Alle 22, dopo qualche incertezza, arriva Luigi Di Maio: “Se andiamo al voto e vinciamo poi torniamo al Colle e ci dicono che non possiamo andare al governo. Per questo dico che bisogna mettere in Stato di accusa il Presidente. Bisogna parlamentarizzare tutto anche per evitare reazioni della popolazione”. Di Maio, insomma, evoca possibili disordini. Parla in un comizio a Fiumicino, vicino Roma: “Io ho rispettato le promesse, qualcuno non ha rispettato quella di garantire il rispetto della Costituzione”. E infine: “Ora è difficile credere nello Stato e nelle sue leggi”. Matteo Salvini soprassiede per ora: “Impeachment? Ai cavilli penserò domani, ma Mattarella non mi rappresenta: ha rappresentato gli interessi di altri Paesi”.
INSOMMA, la situazione è seria e quindi bisogna chiarire come si procede in questi casi, anche se la strada è stretta: questo Parlamento con ogni probabilità non durerà a lungo ed è in Parlamento che avviene la prima fase del complicato “processo” che porta allo stato d’accusa. Talmente complicato che non è mai stato usato: fu ventilato per Giovanni Leone nel 1978 e Francesco Cossiga nel 1992, entrambi si dimisero poco dopo la richiesta (Cossiga era in scadenza); nel 2014 il M5S presentò per la prima volta una richiesta formale contro Giorgio Napolitano che fu respinta come “infondata”.
La base è l’articolo 90 della Costituzione: “Il presidente della Repubblica non è responsabile degli atti compiuti nell’esercizio delle sue funzioni, tranne che per alto tradimento o per attentato alla Costituzione. In tali casi è messo in stato di accusa dal Parlamento in seduta comune, a maggioranza assoluta dei suoi membri”. Quindi le accuse possibili sono “alto tradimento” (accordi con stati nemici, diffusioni di segreti guerra o cose così) o “attentato alla Costituzione” (decisioni che comportino un sostanziale sovvertimento dell’ordinamento costituzionale): in questo caso, insomma, al massimo si può “lavorare” sul secondo.
Se si va al voto e vinciamo poi torniamo al Quirinale e ci dicono che non possiamo andare al governo Per questo bisogna mettere in Stato di accusa il presidente
LUIGI DI MAIO
IL PRIMO ATTO, dopo la presentazione dell’accusa, è l’analisi in una commissione di 10 senatori e 10 deputati che analizza l’accusa e decide se archiviarla o sottoporla al Parlamento in seduta comune: insomma, servono 476 voti per dare il via al processo vero e proprio (anche se è difficile immaginare un presidente che resista alla messa in stato d’accusa da parte delle Camere).
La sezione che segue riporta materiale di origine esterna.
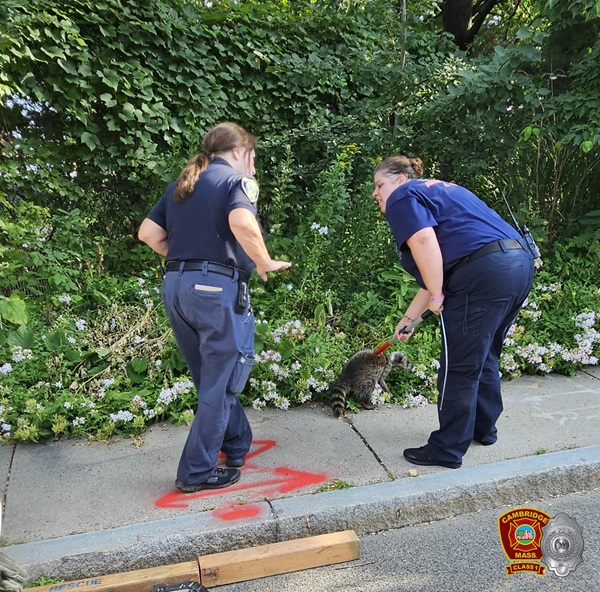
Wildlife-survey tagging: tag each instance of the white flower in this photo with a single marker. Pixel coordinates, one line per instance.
(21, 354)
(6, 369)
(125, 416)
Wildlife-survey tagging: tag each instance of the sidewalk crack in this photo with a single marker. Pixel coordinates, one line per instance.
(375, 455)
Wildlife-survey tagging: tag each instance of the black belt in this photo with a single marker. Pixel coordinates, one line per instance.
(504, 245)
(210, 266)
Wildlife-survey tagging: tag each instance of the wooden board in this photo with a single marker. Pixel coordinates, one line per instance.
(228, 567)
(142, 580)
(277, 558)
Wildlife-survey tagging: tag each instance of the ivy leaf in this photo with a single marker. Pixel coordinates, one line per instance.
(13, 309)
(108, 100)
(90, 140)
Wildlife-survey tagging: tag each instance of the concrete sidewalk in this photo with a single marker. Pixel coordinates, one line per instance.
(76, 510)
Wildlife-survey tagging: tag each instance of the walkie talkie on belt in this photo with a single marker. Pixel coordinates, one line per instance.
(524, 232)
(242, 299)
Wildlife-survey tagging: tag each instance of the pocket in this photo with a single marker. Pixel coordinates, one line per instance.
(240, 374)
(245, 362)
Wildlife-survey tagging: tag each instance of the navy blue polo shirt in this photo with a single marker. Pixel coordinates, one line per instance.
(198, 228)
(462, 222)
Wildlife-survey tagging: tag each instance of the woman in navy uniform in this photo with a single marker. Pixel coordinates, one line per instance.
(476, 267)
(205, 225)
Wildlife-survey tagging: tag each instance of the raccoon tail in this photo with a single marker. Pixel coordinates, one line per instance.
(338, 399)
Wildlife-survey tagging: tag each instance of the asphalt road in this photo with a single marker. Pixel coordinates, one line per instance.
(462, 554)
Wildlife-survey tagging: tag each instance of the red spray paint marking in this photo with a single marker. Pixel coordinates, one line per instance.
(283, 480)
(287, 480)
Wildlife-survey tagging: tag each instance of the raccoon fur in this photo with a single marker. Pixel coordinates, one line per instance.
(361, 374)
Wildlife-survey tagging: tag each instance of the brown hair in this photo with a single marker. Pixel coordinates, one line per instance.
(401, 165)
(221, 138)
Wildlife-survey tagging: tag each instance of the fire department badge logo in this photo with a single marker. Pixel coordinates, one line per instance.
(250, 187)
(521, 538)
(562, 544)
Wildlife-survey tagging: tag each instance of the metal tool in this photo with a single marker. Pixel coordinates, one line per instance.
(406, 329)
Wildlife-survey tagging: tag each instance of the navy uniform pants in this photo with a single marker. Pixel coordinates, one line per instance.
(218, 346)
(482, 301)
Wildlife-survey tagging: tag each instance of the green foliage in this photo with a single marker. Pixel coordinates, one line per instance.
(101, 104)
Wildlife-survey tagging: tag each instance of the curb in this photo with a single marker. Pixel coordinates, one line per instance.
(366, 509)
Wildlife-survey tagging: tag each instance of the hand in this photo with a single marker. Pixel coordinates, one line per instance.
(272, 265)
(397, 332)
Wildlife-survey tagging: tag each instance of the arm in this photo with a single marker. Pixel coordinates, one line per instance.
(154, 236)
(245, 228)
(426, 252)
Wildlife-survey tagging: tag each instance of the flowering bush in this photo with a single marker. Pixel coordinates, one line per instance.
(91, 353)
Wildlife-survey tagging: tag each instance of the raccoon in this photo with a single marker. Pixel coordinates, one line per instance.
(362, 372)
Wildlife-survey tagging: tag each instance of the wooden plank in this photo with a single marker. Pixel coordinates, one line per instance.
(142, 580)
(277, 558)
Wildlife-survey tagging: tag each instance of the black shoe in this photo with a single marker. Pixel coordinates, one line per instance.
(422, 456)
(235, 462)
(487, 440)
(221, 478)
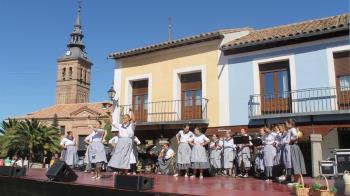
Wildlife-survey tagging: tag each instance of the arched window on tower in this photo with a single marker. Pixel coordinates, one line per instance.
(81, 75)
(70, 73)
(64, 74)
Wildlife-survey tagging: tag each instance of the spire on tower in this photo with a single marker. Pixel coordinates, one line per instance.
(169, 29)
(76, 46)
(77, 35)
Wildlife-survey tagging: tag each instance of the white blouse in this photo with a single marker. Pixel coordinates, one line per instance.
(126, 130)
(185, 137)
(219, 144)
(114, 140)
(169, 153)
(293, 133)
(229, 143)
(95, 136)
(269, 139)
(285, 138)
(197, 140)
(67, 142)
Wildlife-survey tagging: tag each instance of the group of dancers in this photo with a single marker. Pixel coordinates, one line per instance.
(124, 154)
(277, 155)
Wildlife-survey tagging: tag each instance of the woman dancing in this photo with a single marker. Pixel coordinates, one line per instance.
(183, 161)
(96, 149)
(297, 158)
(199, 158)
(124, 148)
(70, 148)
(269, 153)
(215, 153)
(229, 154)
(244, 156)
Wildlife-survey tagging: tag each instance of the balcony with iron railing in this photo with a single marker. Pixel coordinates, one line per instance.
(312, 101)
(169, 112)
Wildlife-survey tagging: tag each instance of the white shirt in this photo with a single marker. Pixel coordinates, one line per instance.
(198, 140)
(250, 141)
(219, 144)
(114, 140)
(293, 133)
(95, 136)
(285, 138)
(229, 143)
(126, 130)
(169, 153)
(137, 141)
(185, 137)
(67, 142)
(269, 139)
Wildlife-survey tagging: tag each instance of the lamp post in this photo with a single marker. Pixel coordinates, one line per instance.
(111, 94)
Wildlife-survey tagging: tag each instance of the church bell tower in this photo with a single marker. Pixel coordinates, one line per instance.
(74, 69)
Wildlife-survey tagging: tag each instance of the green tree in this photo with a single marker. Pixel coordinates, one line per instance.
(7, 128)
(55, 121)
(7, 125)
(33, 139)
(108, 128)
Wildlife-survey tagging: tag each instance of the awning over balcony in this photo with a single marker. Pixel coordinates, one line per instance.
(192, 111)
(305, 102)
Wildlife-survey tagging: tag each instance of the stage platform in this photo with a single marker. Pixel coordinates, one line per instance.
(35, 183)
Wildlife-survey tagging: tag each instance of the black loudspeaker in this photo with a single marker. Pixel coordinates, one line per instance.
(133, 182)
(12, 171)
(61, 172)
(342, 160)
(19, 171)
(5, 171)
(327, 168)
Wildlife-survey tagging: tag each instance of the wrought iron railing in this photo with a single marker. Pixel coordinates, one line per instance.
(305, 101)
(168, 111)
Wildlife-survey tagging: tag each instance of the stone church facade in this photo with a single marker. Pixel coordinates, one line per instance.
(72, 110)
Il giudice, comunque, è un organo terzo: la corte è composta dai 15 componenti della Consulta e da altri 16 membri estratti a sorte dallo speciale “elenco di cittadini aventi i requisiti per l’eleggibilità a senatore”. Questi 16 membri, peraltro, scadono con la legislatura, quindi al momento non ci sono e andrebbero eletti col quorum stabilito per i giudici della Consulta: i due terzi dei parlamentari. Oltre ai 31 giudici, partecipano al processo – che è un procedimento penale vero e proprio – anche uno o più commissari d’accusa eletti dal Parlamento: alla fine i giudici emettono la sentenza con cui si dichiara la destituzione del presidente o lo si assolve. La sentenza è inappellabile.